Original post

I am getting emails from a database and then checking their spam score. There are duplicate emails in the database. I can group the results by the email hash to get a list of unique emails. This way I don’t check the spam score of the same email more than once. After I have the spam score for an email, I want to update all the rows in the database that have that hash.

So, to do this, I thought I could have a few workers querying the API, another goroutine to query the database to get all the records I need. Then have a function to save the records as the API returns results. It doesn’t matter what order I do this, so I thought this would be a good opportunity to learn about concurrency.

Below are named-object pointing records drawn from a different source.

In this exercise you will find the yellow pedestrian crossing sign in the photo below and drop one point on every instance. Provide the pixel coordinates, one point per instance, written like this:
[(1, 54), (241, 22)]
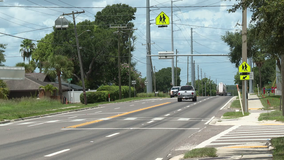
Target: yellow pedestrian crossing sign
[(244, 77), (162, 19), (244, 68)]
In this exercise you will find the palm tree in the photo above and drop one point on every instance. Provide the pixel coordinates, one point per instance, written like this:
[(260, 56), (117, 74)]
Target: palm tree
[(27, 48), (58, 65), (4, 91)]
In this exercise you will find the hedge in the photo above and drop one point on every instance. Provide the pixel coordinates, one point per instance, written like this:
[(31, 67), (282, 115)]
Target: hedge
[(102, 94)]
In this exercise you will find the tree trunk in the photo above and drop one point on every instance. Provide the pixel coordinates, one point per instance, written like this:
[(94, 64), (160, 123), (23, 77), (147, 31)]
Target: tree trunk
[(259, 69), (60, 88)]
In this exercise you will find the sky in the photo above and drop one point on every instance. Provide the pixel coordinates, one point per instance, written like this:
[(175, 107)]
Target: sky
[(209, 24)]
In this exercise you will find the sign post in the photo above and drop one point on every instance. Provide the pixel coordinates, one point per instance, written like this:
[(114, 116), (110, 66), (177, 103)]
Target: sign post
[(133, 83), (245, 73)]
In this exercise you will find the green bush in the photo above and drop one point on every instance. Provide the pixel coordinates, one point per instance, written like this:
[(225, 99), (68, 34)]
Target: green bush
[(93, 97)]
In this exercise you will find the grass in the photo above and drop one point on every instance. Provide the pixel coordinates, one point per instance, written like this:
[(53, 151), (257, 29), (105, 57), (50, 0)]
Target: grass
[(28, 107), (236, 104), (274, 115), (278, 144), (201, 152), (232, 115), (271, 102)]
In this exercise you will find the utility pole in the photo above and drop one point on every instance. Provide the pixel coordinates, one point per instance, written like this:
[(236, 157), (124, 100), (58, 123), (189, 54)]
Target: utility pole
[(205, 83), (148, 47), (176, 67), (244, 55), (155, 80), (198, 79), (192, 71), (172, 34), (194, 74), (201, 82), (79, 55), (118, 65), (210, 84)]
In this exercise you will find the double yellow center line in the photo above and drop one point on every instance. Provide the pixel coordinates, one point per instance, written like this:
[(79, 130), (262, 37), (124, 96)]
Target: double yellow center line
[(115, 116)]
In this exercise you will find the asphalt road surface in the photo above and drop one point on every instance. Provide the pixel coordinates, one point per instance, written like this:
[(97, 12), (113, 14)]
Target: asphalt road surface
[(137, 130)]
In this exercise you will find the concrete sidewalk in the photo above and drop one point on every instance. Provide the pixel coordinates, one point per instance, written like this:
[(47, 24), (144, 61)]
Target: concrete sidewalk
[(255, 150)]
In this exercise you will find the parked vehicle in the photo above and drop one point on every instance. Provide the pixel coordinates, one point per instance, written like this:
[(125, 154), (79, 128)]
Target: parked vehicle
[(174, 91), (187, 92), (221, 89)]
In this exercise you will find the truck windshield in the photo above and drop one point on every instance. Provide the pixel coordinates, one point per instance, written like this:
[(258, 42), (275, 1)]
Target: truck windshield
[(186, 88)]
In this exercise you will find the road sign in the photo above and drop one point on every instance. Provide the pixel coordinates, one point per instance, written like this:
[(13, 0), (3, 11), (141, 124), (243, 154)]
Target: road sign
[(244, 77), (162, 19), (166, 55), (244, 68), (146, 82), (133, 82)]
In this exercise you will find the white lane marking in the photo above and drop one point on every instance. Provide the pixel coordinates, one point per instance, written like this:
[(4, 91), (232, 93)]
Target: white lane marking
[(210, 140), (73, 117), (87, 129), (5, 124), (112, 135), (210, 120), (183, 119), (158, 119), (52, 121), (55, 153), (25, 123), (105, 119), (131, 118), (78, 120), (35, 124), (227, 103)]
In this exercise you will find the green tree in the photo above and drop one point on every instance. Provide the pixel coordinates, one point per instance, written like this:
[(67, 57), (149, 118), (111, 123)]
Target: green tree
[(2, 56), (27, 48), (164, 79), (29, 68), (43, 50), (49, 88), (58, 65), (4, 91)]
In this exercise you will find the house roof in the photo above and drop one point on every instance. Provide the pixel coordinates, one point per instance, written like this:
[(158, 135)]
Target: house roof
[(31, 82)]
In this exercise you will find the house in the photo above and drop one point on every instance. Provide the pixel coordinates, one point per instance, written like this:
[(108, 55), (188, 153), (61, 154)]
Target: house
[(29, 87)]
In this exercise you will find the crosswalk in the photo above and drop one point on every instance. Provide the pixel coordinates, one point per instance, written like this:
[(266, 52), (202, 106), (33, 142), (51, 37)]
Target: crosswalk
[(244, 134)]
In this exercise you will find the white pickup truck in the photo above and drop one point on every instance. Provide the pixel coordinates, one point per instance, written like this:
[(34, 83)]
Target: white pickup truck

I’ve tried several variations of the code below. The output is also below. The program never quits. I think I’m having a hard time figuring out where to close which channel.

Thank you :slight_smile:

package main

import (
        "log"
        "strconv"

        "github.com/fatih/color"
        "github.com/golevi/comint/models"
        "github.com/golevi/spamcheck"
)

func worker(in, out chan models.Email) {
        for {
                select {
                case <-in:
                        email := <-in
                        color.Yellow("Working %sn", email.Hash)
                        scr := spamcheck.NewRequest(email.Mail)
                        resp, err := scr.CheckScore()
                        if err != nil {
                                log.Println(err)
                        }
                        score, err := strconv.ParseFloat(resp.Score, 64)
                        email.SpamScore = score
                        out <- email
                }
        }
}

func sendWorkIn(in chan models.Email) {
        var emails []models.Email
        models.GetDB().Select("hash").Group("hash").Where("spam_score = 0").Limit(10).Find(&emails)
        // 10 emails, only five workers, it should block after five, until there is
        // a free worker.
        for _, email := range emails {
                color.Cyan("Sending %sn", email.Hash)
                in <- email
        }
}

func receiveResults(out chan models.Email) {
        for {
                select {
                case <-out:
                        email := <-out
                        models.GetDB().Model(&models.Email{}).UpdateColumn("spam_score = ?", email.SpamScore).Where("hash = ?", email.Hash)
                        color.Green("Updated %sn", email.Hash)
                }
        }
}

func main() {
        in, out := make(chan models.Email), make(chan models.Email)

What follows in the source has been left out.